As soon as I’d flick the TV off, I drew the curtains on that part of me, too.
No space for feelings
My story isn’t dissimilar to so many others.
I grew up in a small community, where anyone was the talk of the town if they stepped out of line.
No one was out in my high school, but of course there were rumours.
At home, there was no space in which to bring up my feelings.
My Mum was still trying to parent by herself, after losing her own as a kid.
All things periods, shaving, clothes, and crushes were friend territory.
I gravitated to friends who were carefree and liked to bend the rules.
We’d make the hour trip from our town to Adelaide every weekend, in a quest for experiences… new friends to pluck for our crew, new bars, new music, new stories to exchange on Sunday.
Underneath the intoxicating façade of youth, I was looking for love.
With alcohol as my guise, I could freely be myself, without fear of retribution. Laugh it off, my lowered inhibitions my excuse.
I’d find myself in bar after bar, seeking but never finding.
I was living in a fantasy in my head that maybe this night would be different.
I was searching for a sign that maybe this was more than a curiosity. More than youth and all its experimentations.
In a city of over a million, there was just one queer bar – and it was a glittery, fantastical place where all queens were welcome.
It was well beyond my comprehension and comfort zones.

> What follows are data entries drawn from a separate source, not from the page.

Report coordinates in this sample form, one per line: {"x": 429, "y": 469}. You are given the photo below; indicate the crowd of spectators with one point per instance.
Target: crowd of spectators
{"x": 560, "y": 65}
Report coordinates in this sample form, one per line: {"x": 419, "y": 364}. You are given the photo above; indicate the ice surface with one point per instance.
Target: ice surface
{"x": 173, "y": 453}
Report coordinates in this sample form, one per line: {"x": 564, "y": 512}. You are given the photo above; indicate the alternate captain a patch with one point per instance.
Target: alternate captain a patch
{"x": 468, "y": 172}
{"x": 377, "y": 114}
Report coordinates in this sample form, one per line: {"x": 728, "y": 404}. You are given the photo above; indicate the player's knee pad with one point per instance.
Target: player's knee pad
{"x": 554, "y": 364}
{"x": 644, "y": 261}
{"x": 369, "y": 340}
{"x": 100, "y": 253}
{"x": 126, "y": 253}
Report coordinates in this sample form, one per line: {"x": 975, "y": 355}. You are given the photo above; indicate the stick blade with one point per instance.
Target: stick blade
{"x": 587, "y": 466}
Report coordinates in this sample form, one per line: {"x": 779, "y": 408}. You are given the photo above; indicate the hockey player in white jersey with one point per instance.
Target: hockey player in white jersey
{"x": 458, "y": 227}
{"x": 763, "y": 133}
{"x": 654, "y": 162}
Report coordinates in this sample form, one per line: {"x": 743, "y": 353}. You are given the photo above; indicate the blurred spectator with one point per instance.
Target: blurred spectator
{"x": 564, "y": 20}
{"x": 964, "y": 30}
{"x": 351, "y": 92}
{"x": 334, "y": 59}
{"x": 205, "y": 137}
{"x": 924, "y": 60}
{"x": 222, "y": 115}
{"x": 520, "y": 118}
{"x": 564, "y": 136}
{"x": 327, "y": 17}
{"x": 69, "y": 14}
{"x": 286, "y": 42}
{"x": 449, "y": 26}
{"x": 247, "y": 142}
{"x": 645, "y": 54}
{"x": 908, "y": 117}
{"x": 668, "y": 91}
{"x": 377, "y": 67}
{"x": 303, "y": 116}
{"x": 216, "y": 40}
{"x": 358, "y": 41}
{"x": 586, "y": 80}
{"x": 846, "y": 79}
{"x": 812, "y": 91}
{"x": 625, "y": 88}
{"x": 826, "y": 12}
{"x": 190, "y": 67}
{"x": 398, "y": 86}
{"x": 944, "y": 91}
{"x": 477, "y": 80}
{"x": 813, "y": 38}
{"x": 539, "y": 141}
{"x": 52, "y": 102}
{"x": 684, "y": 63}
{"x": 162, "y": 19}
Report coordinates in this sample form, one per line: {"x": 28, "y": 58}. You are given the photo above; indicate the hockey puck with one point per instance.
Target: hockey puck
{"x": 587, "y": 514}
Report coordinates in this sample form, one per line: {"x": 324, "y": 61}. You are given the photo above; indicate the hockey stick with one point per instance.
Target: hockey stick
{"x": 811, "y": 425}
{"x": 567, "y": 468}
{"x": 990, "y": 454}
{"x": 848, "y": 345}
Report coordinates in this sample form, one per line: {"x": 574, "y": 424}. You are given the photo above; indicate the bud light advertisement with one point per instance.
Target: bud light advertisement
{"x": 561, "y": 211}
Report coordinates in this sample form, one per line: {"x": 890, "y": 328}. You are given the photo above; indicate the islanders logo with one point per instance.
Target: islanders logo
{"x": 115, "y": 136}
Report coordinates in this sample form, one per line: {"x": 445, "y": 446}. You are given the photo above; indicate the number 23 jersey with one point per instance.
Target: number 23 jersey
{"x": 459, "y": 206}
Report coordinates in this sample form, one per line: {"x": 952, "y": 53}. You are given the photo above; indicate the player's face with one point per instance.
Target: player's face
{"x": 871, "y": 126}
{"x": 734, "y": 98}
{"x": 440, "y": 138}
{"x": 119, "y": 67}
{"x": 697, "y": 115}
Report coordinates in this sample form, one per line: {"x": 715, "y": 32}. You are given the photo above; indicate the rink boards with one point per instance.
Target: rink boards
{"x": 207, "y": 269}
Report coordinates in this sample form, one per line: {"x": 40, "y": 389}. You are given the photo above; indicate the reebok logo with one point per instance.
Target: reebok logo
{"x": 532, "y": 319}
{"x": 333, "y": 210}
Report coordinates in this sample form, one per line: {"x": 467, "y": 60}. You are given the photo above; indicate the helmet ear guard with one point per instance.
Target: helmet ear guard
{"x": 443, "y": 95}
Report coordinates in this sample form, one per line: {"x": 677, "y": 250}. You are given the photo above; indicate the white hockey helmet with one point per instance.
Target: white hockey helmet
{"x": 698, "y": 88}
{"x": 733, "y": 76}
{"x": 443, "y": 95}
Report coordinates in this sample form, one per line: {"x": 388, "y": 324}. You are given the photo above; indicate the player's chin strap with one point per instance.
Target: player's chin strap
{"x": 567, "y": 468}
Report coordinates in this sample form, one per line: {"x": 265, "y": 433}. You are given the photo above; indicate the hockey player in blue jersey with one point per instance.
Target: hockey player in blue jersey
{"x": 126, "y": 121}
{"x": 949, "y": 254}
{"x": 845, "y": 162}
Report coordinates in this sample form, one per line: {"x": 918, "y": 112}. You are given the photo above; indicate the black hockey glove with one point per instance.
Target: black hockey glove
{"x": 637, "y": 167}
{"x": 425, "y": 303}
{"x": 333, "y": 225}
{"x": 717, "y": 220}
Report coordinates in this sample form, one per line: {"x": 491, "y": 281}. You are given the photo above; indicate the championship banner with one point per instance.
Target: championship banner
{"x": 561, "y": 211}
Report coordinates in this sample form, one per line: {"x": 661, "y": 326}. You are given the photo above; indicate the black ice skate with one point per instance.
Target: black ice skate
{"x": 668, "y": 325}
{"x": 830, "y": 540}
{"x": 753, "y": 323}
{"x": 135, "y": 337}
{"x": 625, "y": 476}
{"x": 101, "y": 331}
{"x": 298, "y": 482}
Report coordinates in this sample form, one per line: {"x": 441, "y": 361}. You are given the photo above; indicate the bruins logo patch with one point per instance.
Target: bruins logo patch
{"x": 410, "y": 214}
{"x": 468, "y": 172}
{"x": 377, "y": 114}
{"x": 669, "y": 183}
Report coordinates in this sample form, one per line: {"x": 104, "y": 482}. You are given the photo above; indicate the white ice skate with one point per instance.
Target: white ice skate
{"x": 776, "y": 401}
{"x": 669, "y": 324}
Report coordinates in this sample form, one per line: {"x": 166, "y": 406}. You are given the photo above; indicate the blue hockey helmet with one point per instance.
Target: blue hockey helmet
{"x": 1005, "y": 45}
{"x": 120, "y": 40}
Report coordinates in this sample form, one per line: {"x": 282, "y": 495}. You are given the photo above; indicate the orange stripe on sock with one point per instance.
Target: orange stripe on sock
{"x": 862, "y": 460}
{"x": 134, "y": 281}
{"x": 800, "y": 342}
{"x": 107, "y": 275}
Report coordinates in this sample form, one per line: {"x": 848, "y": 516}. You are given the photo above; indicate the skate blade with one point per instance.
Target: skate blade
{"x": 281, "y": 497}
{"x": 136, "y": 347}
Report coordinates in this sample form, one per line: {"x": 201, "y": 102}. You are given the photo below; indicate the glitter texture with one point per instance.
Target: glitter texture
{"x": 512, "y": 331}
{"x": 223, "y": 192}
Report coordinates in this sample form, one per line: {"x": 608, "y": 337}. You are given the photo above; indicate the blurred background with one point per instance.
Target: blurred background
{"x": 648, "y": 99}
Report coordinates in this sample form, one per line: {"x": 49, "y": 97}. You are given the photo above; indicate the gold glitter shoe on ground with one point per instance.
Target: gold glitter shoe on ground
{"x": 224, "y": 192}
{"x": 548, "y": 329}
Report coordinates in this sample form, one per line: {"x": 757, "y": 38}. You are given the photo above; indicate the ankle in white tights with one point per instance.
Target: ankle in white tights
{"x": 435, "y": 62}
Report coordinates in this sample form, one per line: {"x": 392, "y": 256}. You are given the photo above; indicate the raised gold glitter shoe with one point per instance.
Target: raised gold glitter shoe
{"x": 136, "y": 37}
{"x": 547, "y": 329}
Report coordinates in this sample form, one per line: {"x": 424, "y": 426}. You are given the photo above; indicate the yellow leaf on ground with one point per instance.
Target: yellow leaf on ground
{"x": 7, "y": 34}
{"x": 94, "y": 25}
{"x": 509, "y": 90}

It was the kind of place only heterosexual women go when they were sick of sleazy guys.
There were no lesbian or inclusive bars, no Pride, no collective queer spirit.
It was either closeted or OUT! There were no shades of colour back then. It was black or white.
Adelaide was always seen as a place to leave, like the state’s ‘brain drain’, fleeing to the bigger cities as soon as you could.
A lonely coming of age
Without representation, the heterosexual reinforcement compounds. An onion, peeled and exposed, layer by layer – with family at the centre, then friends, mentors, and authority figures, and as the circle expands, the external environment.
Without support in the home or freedom to divulge to friends or other adults, like-minded strangers are good to turn to.
But when this isn’t there in the form of a queer community, it’s a lonely coming of age.
I fell in love with the world before I found my human. My now wife.
Growing up in a tiny city birthed an infatuation with everything outside of it.
I set out on a two-year escapade around the world and now proudly call both New York City and Adelaide my homes.
Never too late
Going from my heteronormative roots to weekends perusing the West Village – the neighbourhood where gay activists held the first Pride parade – became the whiplash I needed to finally come out.
It was 10 years overdue, but it wasn’t too late.
It never is, because there’s no right or wrong way of doing this.
While I often wonder if I would’ve come out earlier if I grew up in Sydney or New York, I don’t regret the decade of self-reflection, poking at norms, and wonderful ‘normal’ relationships I grew in and out of.
Every experience was a sharpening of clarity, a stretching of my heart’s desires, a step closer.
No matter where I ended up, there would’ve come a point where I couldn’t deny it anymore.
The environment simply played into the speed in which that was going to happen for me.
It’s important to see myself in my surroundings, and this is why the queer spirit is so important.
But, in the end, I had to make the choice to be brave and drop the mask.
Because once it was off, I realised I could live anywhere. It’s not nearly as scary as the stories I made up in my head.
Twelve years later, I’m watching The L Word: Generation Q with my wife, laughing: “It’s cooler to be gay now. Everyone is these days.”